Selanjutnya dilakukan rontgen terhadap kepala dan organ lain, bila memang ditemukan adanya indikasi, Misalnya USG kepala, bila ubun-ubun besarnya masih terbuka. Atau CT-scan kepala, untuk menentukan secara pasti bentuk maupun besar kepala, lokalisasi kelainan serta bila ada sumbatan. Juga kemungkinan penyebabnya –seperti tumor– guna menentukan tindakan pengobatan lebih lanjut.
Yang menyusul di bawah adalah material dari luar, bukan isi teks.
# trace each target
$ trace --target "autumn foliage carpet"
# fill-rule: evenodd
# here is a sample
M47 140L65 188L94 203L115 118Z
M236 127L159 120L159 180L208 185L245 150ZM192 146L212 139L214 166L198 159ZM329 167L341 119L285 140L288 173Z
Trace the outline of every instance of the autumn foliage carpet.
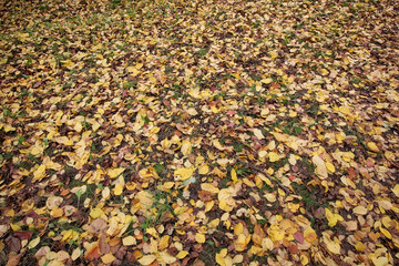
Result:
M0 1L0 265L399 265L399 4Z

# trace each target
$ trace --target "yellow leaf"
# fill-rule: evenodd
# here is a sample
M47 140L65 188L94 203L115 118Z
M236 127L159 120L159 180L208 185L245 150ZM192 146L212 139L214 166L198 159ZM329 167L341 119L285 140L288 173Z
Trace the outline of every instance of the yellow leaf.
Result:
M164 236L161 237L160 244L158 244L160 250L163 250L168 246L170 238L171 237L168 235L164 235Z
M238 180L237 180L237 173L236 173L236 171L234 170L234 168L232 168L232 181L234 182L234 183L237 183L238 182Z
M319 178L325 180L328 177L326 163L318 155L313 156L313 163L316 165L316 174Z
M334 227L338 221L344 221L342 216L340 216L339 214L332 214L331 211L329 211L328 208L325 208L325 211L329 227Z
M213 194L217 194L219 192L219 190L216 186L214 186L213 184L211 184L211 183L202 183L201 188L203 191L207 191L207 192L211 192Z
M104 264L109 264L115 260L116 258L111 253L108 253L104 256L102 256L101 259L103 260Z
M10 224L12 231L21 231L21 226L19 226L18 224Z
M152 264L155 259L155 255L146 255L139 259L139 263L145 266Z
M254 129L254 135L259 140L265 139L265 136L262 134L262 131L258 129Z
M226 201L223 201L223 200L222 201L219 200L219 208L227 212L227 213L233 211L233 206L229 205Z
M108 171L108 175L111 177L111 178L115 178L117 177L120 174L123 173L125 168L113 168L113 170L109 170Z
M172 256L167 252L160 253L160 257L165 264L173 264L174 262L177 260L177 258L175 258L174 256Z
M274 243L270 238L266 237L262 239L262 249L272 250L274 248Z
M115 185L115 188L114 188L114 194L115 194L115 196L121 195L122 192L123 192L123 185L122 185L122 184L116 184L116 185Z
M374 142L368 142L367 143L367 147L371 151L371 152L381 152L378 146L376 145L376 143Z
M365 208L364 206L357 206L357 207L354 207L352 212L355 214L359 214L359 215L365 215L367 214L367 208Z
M154 195L147 191L141 191L135 196L140 201L140 208L142 212L149 212L154 202Z
M124 246L133 246L136 244L136 239L133 236L126 236L122 239Z
M236 226L234 226L234 234L235 235L241 235L241 234L243 234L243 232L244 232L243 223L238 223L238 224L236 224Z
M200 168L198 168L198 174L207 174L209 172L209 167L206 164L203 164Z
M326 70L326 69L321 69L320 72L323 75L327 75L329 73L328 70Z
M244 234L238 235L234 241L234 247L237 252L244 252L247 248L247 237Z
M104 214L104 212L101 208L93 208L90 212L90 217L92 217L93 219L99 218L100 216L102 216Z
M351 152L342 152L342 160L345 162L350 162L355 158L355 154Z
M195 241L197 243L205 243L205 235L204 234L201 234L201 233L196 233L195 234Z
M317 234L310 226L306 227L306 229L304 231L304 236L305 241L309 243L313 243L317 239Z
M273 193L267 193L267 194L265 194L265 197L266 197L266 200L268 201L268 202L276 202L276 195L275 194L273 194Z
M340 254L340 245L338 242L331 241L327 233L323 233L323 241L326 243L327 249L330 253Z
M34 171L32 182L41 181L44 176L45 176L45 165L42 164Z
M31 249L31 248L34 248L38 244L40 243L40 236L38 236L37 238L32 239L28 247Z
M364 252L366 249L366 246L361 242L358 242L358 243L356 243L355 248L358 252Z
M188 155L191 152L191 149L192 149L191 143L188 141L183 141L182 147L181 147L183 155L185 155L185 156Z
M270 152L268 154L268 157L269 157L270 163L277 162L278 160L280 160L279 155L275 152Z
M329 173L331 174L335 173L335 167L330 162L326 162L326 168L328 170Z
M386 228L380 227L380 232L388 238L392 239L392 235Z
M182 259L182 258L185 258L185 256L187 256L187 255L188 255L188 252L186 252L186 250L180 250L180 252L177 253L176 257L177 257L178 259Z
M190 168L182 167L182 168L175 170L174 175L180 176L178 180L185 181L185 180L188 180L193 175L194 171L195 171L194 167L190 167Z
M397 197L399 197L399 185L398 184L393 186L392 192Z
M71 255L72 260L76 260L81 254L82 254L82 250L79 247L73 249L72 255Z
M160 176L156 173L156 170L154 167L146 167L146 168L142 168L139 172L140 177L144 178L144 180L149 180L149 178L155 178L157 180Z
M272 78L260 80L262 83L269 84L273 82Z
M289 110L289 113L288 113L288 116L289 117L295 117L295 116L297 116L297 112L295 112L295 111L293 111L293 110Z

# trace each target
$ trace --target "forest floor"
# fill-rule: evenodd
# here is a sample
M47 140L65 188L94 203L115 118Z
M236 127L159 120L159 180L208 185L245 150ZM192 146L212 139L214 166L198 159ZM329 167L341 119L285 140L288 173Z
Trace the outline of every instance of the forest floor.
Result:
M0 9L1 265L399 265L396 1Z

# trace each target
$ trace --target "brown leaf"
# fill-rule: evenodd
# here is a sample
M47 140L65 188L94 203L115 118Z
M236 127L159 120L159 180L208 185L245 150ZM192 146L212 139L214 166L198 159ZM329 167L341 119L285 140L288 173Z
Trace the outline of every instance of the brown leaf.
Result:
M22 253L21 254L16 254L13 252L10 253L6 266L17 266L17 265L19 265L22 255L23 255Z

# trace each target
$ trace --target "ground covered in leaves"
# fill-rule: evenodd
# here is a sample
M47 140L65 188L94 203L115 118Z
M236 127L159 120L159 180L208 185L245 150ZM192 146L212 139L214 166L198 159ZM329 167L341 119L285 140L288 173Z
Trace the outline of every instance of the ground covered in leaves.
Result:
M398 265L395 1L1 1L0 264Z

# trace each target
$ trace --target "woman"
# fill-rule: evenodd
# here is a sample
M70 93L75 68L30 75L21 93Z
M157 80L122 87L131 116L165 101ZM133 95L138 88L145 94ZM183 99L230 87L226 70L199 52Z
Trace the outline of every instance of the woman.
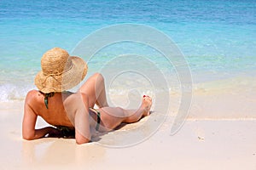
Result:
M90 141L92 129L113 130L121 122L135 122L149 115L151 98L143 96L137 110L109 107L103 76L96 73L78 93L66 91L79 84L87 73L86 63L60 48L47 51L42 71L35 78L39 89L28 92L24 106L22 136L27 140L48 136L72 136L77 144ZM99 109L93 109L96 105ZM38 116L52 126L35 129Z

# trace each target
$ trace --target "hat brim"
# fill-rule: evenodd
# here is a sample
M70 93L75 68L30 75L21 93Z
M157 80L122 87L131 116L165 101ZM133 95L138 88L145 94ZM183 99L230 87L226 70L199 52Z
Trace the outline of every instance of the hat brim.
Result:
M81 58L71 56L72 67L61 75L44 75L39 71L35 77L35 85L44 93L63 92L83 81L87 74L88 66Z

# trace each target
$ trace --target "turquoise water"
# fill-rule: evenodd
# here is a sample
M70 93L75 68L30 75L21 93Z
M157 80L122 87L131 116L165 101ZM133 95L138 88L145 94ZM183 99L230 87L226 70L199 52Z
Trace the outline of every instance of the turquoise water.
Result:
M168 35L189 62L195 82L255 76L254 0L2 0L0 7L0 101L23 99L35 88L46 50L61 47L71 52L96 30L122 23L150 26ZM151 49L143 54L125 47L118 54L146 54L155 57L163 70L172 69ZM102 58L90 63L89 74L104 58L117 54L115 49L97 54Z

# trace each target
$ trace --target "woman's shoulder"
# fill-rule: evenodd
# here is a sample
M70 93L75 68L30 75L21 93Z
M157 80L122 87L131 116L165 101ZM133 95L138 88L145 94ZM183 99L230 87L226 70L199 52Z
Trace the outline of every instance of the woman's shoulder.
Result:
M38 90L31 90L27 93L26 97L26 103L33 103L38 101L39 98L41 97L41 94Z

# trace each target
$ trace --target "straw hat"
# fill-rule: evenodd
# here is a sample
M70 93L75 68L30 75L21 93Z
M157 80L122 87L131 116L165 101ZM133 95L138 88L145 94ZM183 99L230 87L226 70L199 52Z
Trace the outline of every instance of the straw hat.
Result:
M88 69L81 58L69 56L61 48L47 51L41 59L41 67L42 71L36 76L35 84L44 94L73 88L84 78Z

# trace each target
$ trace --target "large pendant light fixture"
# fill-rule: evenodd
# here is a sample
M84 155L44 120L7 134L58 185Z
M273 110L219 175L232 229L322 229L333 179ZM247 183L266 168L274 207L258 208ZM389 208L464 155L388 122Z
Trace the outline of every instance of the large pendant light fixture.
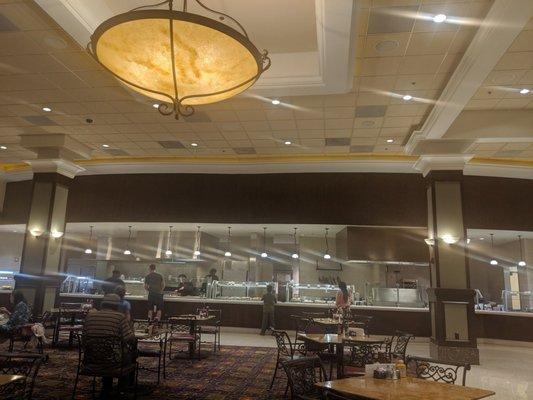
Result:
M130 241L131 241L131 225L128 226L128 243L126 244L126 249L124 250L125 256L131 256Z
M228 248L224 255L226 257L231 257L231 226L228 226Z
M525 267L526 264L526 258L524 257L524 247L522 244L522 235L518 235L518 244L520 245L520 261L518 261L519 267Z
M196 229L196 237L194 239L194 251L192 253L194 258L202 254L202 252L200 251L200 241L201 241L201 235L202 235L202 233L200 232L200 228L201 226L198 225Z
M170 257L172 255L172 250L170 249L171 238L172 238L172 225L168 227L167 251L165 251L165 255L167 257Z
M156 105L161 114L189 116L194 105L243 92L270 67L268 52L260 52L234 18L199 0L194 3L217 20L188 12L187 0L179 11L173 3L111 17L96 28L87 46L121 82L163 102ZM168 9L152 8L162 5Z
M324 240L326 241L326 251L324 252L324 260L331 259L331 254L329 254L328 231L329 228L326 228L326 233L324 235Z
M266 252L266 227L263 227L263 252L261 253L261 257L268 257L268 253Z
M296 232L298 231L298 228L294 228L294 252L292 253L291 257L294 259L300 258L300 254L298 251L298 241L296 240Z
M490 234L490 252L492 259L490 260L490 265L498 265L498 260L494 258L494 233Z
M93 250L91 249L91 244L92 244L92 240L93 240L93 228L94 226L91 225L89 227L90 231L89 231L89 246L85 249L85 254L93 254Z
Tindakan Pengobatan           Tindakan yang sering dilakukan adalah pembedahan. Dokter membuat jalan pintas (Shunt), agar cairan otak –yang banyak terkumpul dalam rongga kepala– dapat mengalir melalui jalan pintas ke arah lain. Untuk itu, dipasang selang dari otak menelusuri jaringan di bawah kulit dan disalurkan ke daerah peritoneum (perut), atau jantung maupun daerah lumbal.
            Selang perlu diganti. Biasanya pada bayi berumur setahun diberikan selang yang agak panjang, supaya lama digantinya . Malah ada yang diganti sampai 5 tahun, tergantung panjang selangnya. Namun adakalanya tindakan ini menimbulkan infeksi bakteri atau erjadi penyumbatan lagi, hingga harus dilakukan tindakan bedah ulang untuk memperbaiki.
           Pada kasus-kasus borderline atau perkembangan hidrosefalusnya amat perlahan, bisa juga di lakukan pemberian obat semacam Azetazolamid (diamox). Tujuannya untuk mengurangi produksi cairan otak.